Find (if exists) a subset of the non negative integers $X$ such that for every non negative integer $n \in \mathbb{N}\cup\{0\}$ there is exactly one solution of the form $a+2b=n$ with $a,b \in X$
I have "conjectured" those numbers are of the form:
$2 \cdot 3^{m-1} -1$ and $2 \cdot 3^{m-1} -2 $ with $m \in \mathbb{N}$ but I can't prove it is true.
Let $n$ be any nonnegative integer.
Using the base $4$ expansion of $n$, we have
$$n=\sum_{i=0}^k d_i\cdot 4^i,\text{ where each $d_i$ is one of $0,1,2$, or $3$. }$$
Now define $a_i=d_i\% 2$ (here $\%$ is the mod (remainder) operator); and define $b_i=\lfloor\frac{d_i}{2}\rfloor$
Note: (1) For all $i$, $a_i+2b_i=d_i$; and (2) For all $i$, $a_i$ and $b_i$ are each either $0$ or $1$.

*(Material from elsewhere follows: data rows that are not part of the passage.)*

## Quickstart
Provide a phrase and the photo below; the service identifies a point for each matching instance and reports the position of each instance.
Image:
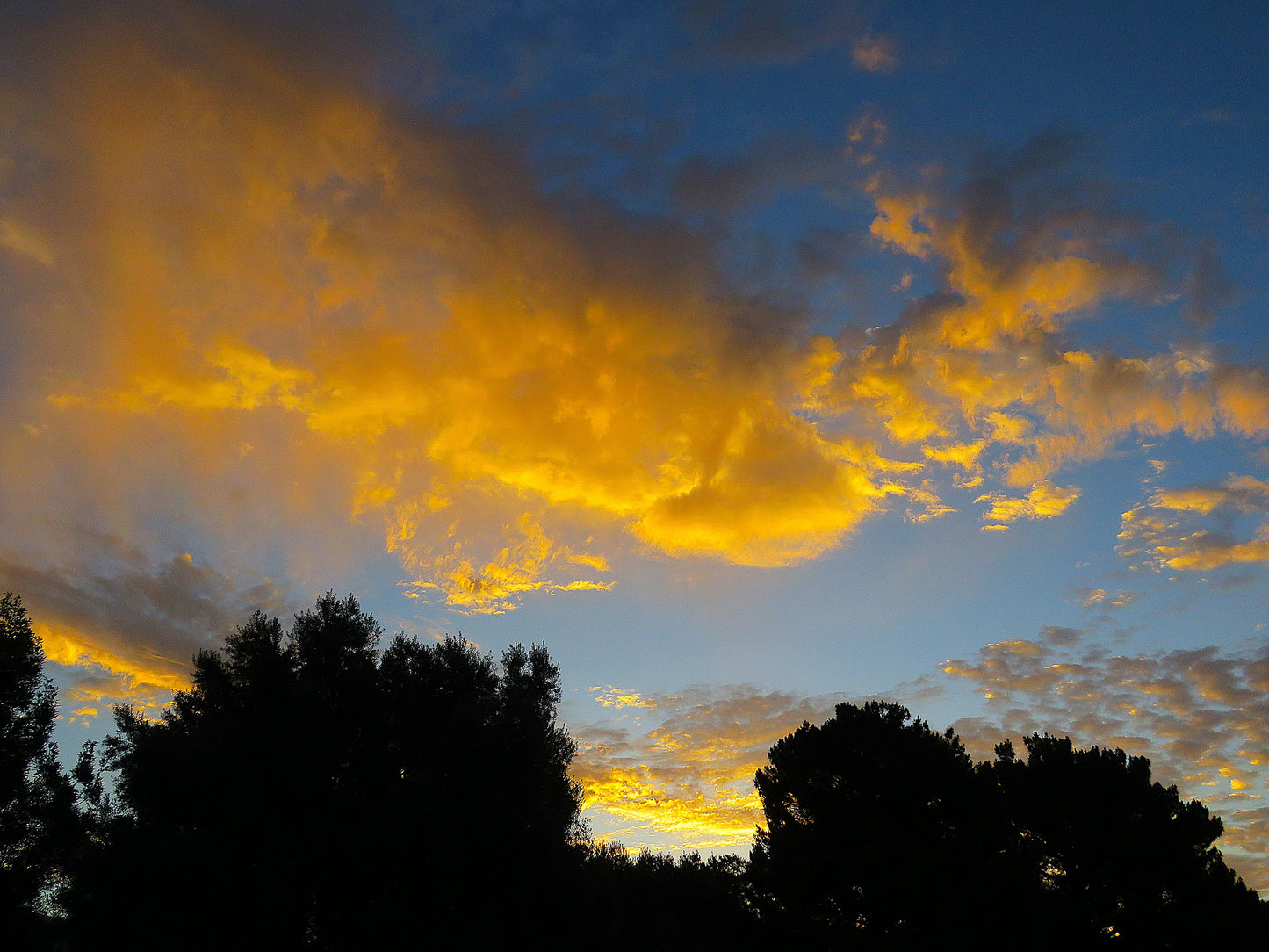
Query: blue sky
(753, 357)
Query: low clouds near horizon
(270, 320)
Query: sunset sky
(753, 356)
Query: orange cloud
(288, 304)
(1197, 714)
(1186, 528)
(681, 773)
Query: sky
(753, 356)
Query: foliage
(308, 790)
(37, 801)
(883, 834)
(699, 903)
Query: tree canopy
(37, 803)
(882, 833)
(307, 789)
(316, 789)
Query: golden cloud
(288, 302)
(1197, 714)
(683, 772)
(1188, 528)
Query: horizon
(753, 359)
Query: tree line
(313, 789)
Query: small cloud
(873, 54)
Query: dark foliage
(883, 834)
(39, 823)
(308, 791)
(686, 903)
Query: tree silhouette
(1114, 857)
(306, 790)
(39, 823)
(883, 834)
(866, 817)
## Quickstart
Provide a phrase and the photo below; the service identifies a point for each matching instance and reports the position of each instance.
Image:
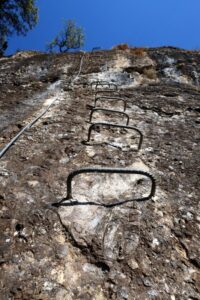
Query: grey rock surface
(139, 250)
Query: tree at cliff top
(16, 16)
(71, 37)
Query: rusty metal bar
(108, 171)
(109, 111)
(110, 98)
(92, 127)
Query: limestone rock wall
(138, 250)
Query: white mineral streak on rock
(172, 72)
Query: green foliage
(71, 37)
(16, 16)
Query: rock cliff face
(137, 250)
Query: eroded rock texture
(139, 250)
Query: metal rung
(104, 83)
(110, 98)
(108, 171)
(108, 91)
(109, 111)
(92, 127)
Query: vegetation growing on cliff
(16, 17)
(71, 37)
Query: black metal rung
(92, 127)
(104, 83)
(109, 111)
(110, 171)
(110, 98)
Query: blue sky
(106, 23)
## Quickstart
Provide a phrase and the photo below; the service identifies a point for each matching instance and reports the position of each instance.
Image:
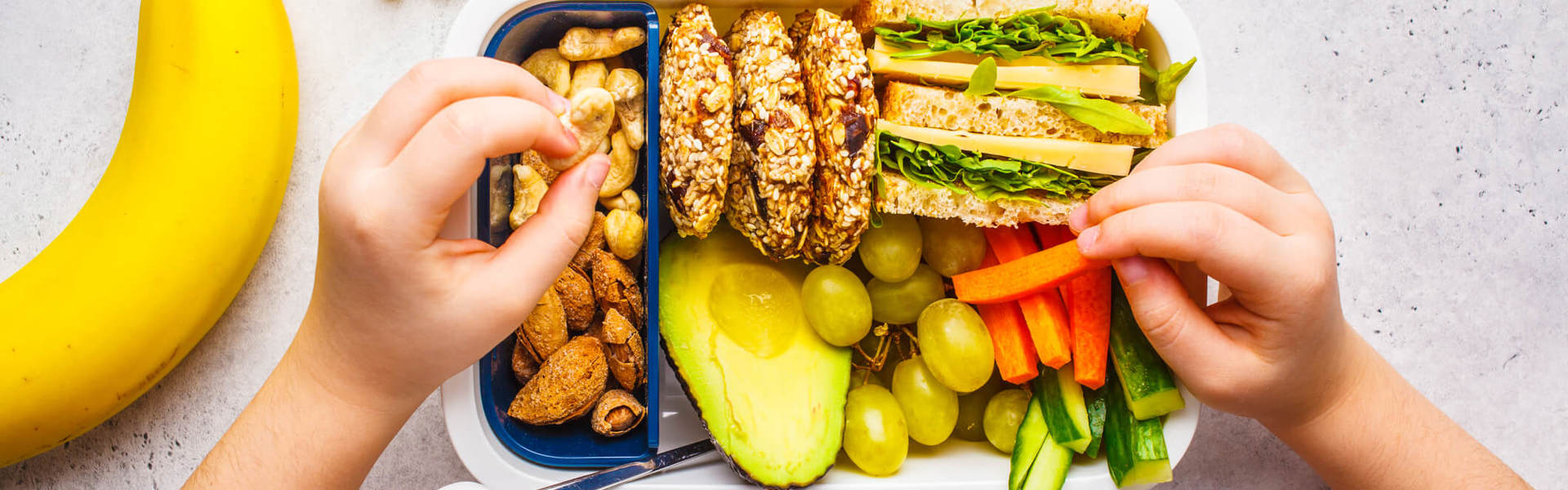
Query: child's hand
(1227, 202)
(397, 310)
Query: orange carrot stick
(1027, 275)
(1043, 311)
(1089, 311)
(1015, 350)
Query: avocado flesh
(768, 390)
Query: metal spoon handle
(634, 470)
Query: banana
(170, 233)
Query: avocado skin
(833, 382)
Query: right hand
(1280, 349)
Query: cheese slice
(1106, 81)
(1084, 156)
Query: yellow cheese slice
(1106, 81)
(1097, 158)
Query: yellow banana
(170, 233)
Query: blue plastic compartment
(574, 445)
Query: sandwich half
(1013, 118)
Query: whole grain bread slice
(1007, 117)
(1120, 20)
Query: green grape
(971, 410)
(952, 247)
(862, 377)
(836, 305)
(1002, 415)
(891, 252)
(875, 435)
(901, 304)
(956, 345)
(930, 408)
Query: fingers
(433, 85)
(1220, 241)
(538, 252)
(1209, 183)
(448, 154)
(1175, 326)
(1232, 146)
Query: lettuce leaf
(983, 176)
(1029, 33)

Define $a=\displaystyle\sum_{i=0}^k a_i\cdot 4^i$ and $b=\displaystyle\sum_{i=0}^k b_i\cdot 4^i$.
We have that $n=a+2b$.
Thus we may take $X$ to be the set of nonnegative integers that can be written as a sum of distinct powers of $4$. Note: this includes the empty sum, $0$. That is, $0\in X$.
So $X=\{0,1,4,5,16,17,20,21,64,65,68,69,80,\dots\}$
For example, let's look at $n=147$. We have $147=3+0\cdot 4+1\cdot 4^2+2\cdot 4^3$. We take $a=1+4^2=17$ and $b=1+4^3=65$. An, as expected, $n=a+2b$.